她敲了两下没人应,轻声推门而入,写着沈湛西名字的那张桌子上堆得都是病例报告,还有一本笔记本是摊开放着的记录,详细记录每天的手术,正楷端正,
沙发上早已经躺着一个人,他的头微微仰着,躺在沙发头枕上,在有些暗淡的灯光的映衬下,眉眼温和不似平常那般冷淡疏远,眉毛弯弯显得整个人柔和许多,
眼睛闭着,上面搭着一层稠密的睫毛,比醒着的时候显得和善可亲了许多。
延善轻声走过去,看得出来,沈湛西似乎睡得很不安稳,所以才一直微微皱着眉,双手交叉抱在胸前,防备性的姿势,放在上面的右手指尖修得十分整齐,没有一点多余的指甲,
手指很白,所有的指甲缝都是极其干净的。
靠的近了延善甚至能闻到一股淡淡的檀香味,她喜欢他,尤其这双手,总是温暖,用来救死扶伤的双手。
她放下手里的保温桶,又拿过不远处放在角落里面叠放整齐的小毛毯,打开密封袋,轻盖在沈湛西的身上,不知道他是梦到了什么,眉头还是紧紧皱着,不安稳的模样,
延善站在那看了几秒,心底却是一沉。
又关了灯,一切悄然无声,她转身出了门。
她近来总是觉得沈湛西明明就在自己身边,可是又觉得遥远。
想必是应了一句话-近在咫尺,又远在天涯。
延善走着走着忽的鼻酸。
去江亭真工作室的时候,她正在收拾自己的桌子,抬头看了她一眼,“怎么现在来了”说完又继续低头整理自己的东西。

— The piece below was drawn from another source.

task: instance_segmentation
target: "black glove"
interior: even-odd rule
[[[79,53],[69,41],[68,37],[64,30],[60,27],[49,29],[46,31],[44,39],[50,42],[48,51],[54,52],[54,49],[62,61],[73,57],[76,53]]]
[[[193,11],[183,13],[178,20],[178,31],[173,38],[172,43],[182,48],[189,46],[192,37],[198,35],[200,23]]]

“门口放着一束花,我给你拿进来了,”延善把抱着的花放在一边的桌子上准备待会找个瓶子插起来。
“谁送的,”延善拿了剪刀准备修剪一下花枝,一大捧还带着营养水的玫瑰里塞了一张卡片,上面写了一句英文,
bldforlove,盲目的爱,没有原因,不问结果,
延善多看了几眼,也没找到落款。